Stig Skalshøj Christensen geeft als voorbeeld een soja-eiwitfabriek in Azië. Het bedrijf exploiteerde al grote sproeidrogers, maar wilde zijn capaciteit verdubbelen. In een dergelijke situatie wordt bij voorkeur gewerkt met maar één grote sproeidroger, maar zo'n grote machine was nog nooit eerder gebruikt voor deze toepassing. Er moest worden vastgesteld of het überhaupt mogelijk was en, als dat het geval was, welke specifieke ontwerpkenmerken de droger zou moeten hebben om hem efficiënt in te zetten om een eindproduct te krijgen met de kwaliteit die de klant vroeg.
“Ons CFD-team kon data gebruiken van een grote droger die een soortgelijk product verwerkt. Deze data werden ingevoerd in het computermodel waarna de omvang en capaciteit van de kamer werden vergroot om te zien wat dat opleverde. Pas toen bewezen was dat het technisch mogelijk is om de droger te bouwen, presenteerden we het ontwerp aan de klant. De klant accepteerde ons voorstel en het project is nu in uitvoering. Het gebruik van maar één droger bespaart de klant veel geld in de aanschaf van kapitaalgoederen en de installatie- en bouwkosten. Dit zou veel te riskant zijn geweest als CFD niet was toegepast, en de klant zou waarschijnlijk het compromis van twee drogers hebben aanvaard, wat duurder en minder efficiënt geweest zou zijn.”

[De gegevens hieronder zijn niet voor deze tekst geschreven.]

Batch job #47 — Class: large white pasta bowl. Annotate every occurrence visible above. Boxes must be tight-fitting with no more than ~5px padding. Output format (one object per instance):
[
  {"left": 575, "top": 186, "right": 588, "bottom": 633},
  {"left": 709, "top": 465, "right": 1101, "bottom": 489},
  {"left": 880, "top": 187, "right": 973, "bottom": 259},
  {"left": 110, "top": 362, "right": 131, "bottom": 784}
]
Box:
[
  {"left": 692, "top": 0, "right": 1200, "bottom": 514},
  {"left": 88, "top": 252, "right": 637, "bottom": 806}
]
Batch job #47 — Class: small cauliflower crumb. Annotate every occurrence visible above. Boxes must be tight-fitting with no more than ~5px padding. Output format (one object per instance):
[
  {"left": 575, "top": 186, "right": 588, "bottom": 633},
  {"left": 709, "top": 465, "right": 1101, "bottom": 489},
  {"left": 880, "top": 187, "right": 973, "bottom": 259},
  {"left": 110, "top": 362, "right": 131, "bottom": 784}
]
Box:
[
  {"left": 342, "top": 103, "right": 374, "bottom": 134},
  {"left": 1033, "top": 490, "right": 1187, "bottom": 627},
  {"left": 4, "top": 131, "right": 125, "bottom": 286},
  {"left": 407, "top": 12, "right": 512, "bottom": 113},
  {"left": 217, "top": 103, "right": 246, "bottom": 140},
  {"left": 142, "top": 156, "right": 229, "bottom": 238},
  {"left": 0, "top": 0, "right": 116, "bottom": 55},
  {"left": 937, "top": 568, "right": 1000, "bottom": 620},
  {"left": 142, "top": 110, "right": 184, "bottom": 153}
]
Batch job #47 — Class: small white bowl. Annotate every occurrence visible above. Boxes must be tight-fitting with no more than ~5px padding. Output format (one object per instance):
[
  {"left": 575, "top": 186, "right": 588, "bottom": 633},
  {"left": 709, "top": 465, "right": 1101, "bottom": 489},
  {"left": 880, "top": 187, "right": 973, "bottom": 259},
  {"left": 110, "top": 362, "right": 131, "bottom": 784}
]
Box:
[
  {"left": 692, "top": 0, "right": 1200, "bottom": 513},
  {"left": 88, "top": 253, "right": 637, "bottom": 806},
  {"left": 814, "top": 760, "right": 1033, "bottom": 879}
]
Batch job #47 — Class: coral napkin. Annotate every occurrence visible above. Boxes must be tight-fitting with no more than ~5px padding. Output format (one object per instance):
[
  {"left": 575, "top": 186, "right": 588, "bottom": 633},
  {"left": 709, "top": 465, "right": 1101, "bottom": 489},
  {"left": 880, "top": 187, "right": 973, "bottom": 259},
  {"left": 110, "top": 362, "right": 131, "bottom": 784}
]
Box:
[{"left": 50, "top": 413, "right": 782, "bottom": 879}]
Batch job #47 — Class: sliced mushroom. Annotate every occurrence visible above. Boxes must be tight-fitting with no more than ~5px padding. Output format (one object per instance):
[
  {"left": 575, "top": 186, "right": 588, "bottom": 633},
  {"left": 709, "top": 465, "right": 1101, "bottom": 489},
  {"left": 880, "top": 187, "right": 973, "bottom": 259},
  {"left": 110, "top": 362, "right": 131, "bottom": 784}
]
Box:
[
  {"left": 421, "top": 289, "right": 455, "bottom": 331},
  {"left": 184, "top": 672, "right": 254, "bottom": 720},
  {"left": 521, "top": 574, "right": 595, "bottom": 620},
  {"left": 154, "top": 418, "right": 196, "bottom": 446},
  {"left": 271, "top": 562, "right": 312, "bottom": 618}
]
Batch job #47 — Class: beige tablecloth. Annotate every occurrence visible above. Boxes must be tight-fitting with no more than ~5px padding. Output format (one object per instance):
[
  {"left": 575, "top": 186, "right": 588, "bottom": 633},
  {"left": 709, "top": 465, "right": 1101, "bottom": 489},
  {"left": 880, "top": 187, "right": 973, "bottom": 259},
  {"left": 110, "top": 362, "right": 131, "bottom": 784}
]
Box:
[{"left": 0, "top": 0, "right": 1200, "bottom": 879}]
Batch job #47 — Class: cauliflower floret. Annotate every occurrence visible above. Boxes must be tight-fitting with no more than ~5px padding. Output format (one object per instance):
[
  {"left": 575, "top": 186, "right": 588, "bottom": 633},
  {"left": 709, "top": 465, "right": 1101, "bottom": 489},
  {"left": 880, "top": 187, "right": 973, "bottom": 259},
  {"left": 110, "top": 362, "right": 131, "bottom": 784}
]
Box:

Maar het is heel goed mogelijk dat de berekening ander uitvalt. Het kan ook zijn dat een klant denkt een droger van een bepaalde omvang nodig te hebben, maar dat GEA-ingenieurs aan de hand van CFD duidelijk kunnen aantonen dat hetzelfde resultaat kan worden behaald met een kleinere machine. “Ook dan spaart het hen geldt, niet alleen op de droger maar ook op de installatie, de bouwwerkzaamheden en bedrijfskosten op lange termijn,” zegt Stig. “Hoe kleiner de droger, hoe beter, zolang hij het werk maar aankan.”
Lars Voigt is Hoofd van Engineering Data and Tools Management bij GEA. Hij zegt dat het belangrijk is om als team met collega's samen te werken. Zo combineer je de aanwezige kennis van de klant en de toepassing tot zo nauwkeurig mogelijke data die je dan kunt gebruiken op wat hij de "virtuele testbank" noemt. GEA heeft de rapporten die afkomstig zijn van de virtuele testbank gestandaardiseerd om het proces te versnellen en Lars te helpen om nuttige informatie te leveren die kan worden ingezet voor het nemen van kritieke beslissingen.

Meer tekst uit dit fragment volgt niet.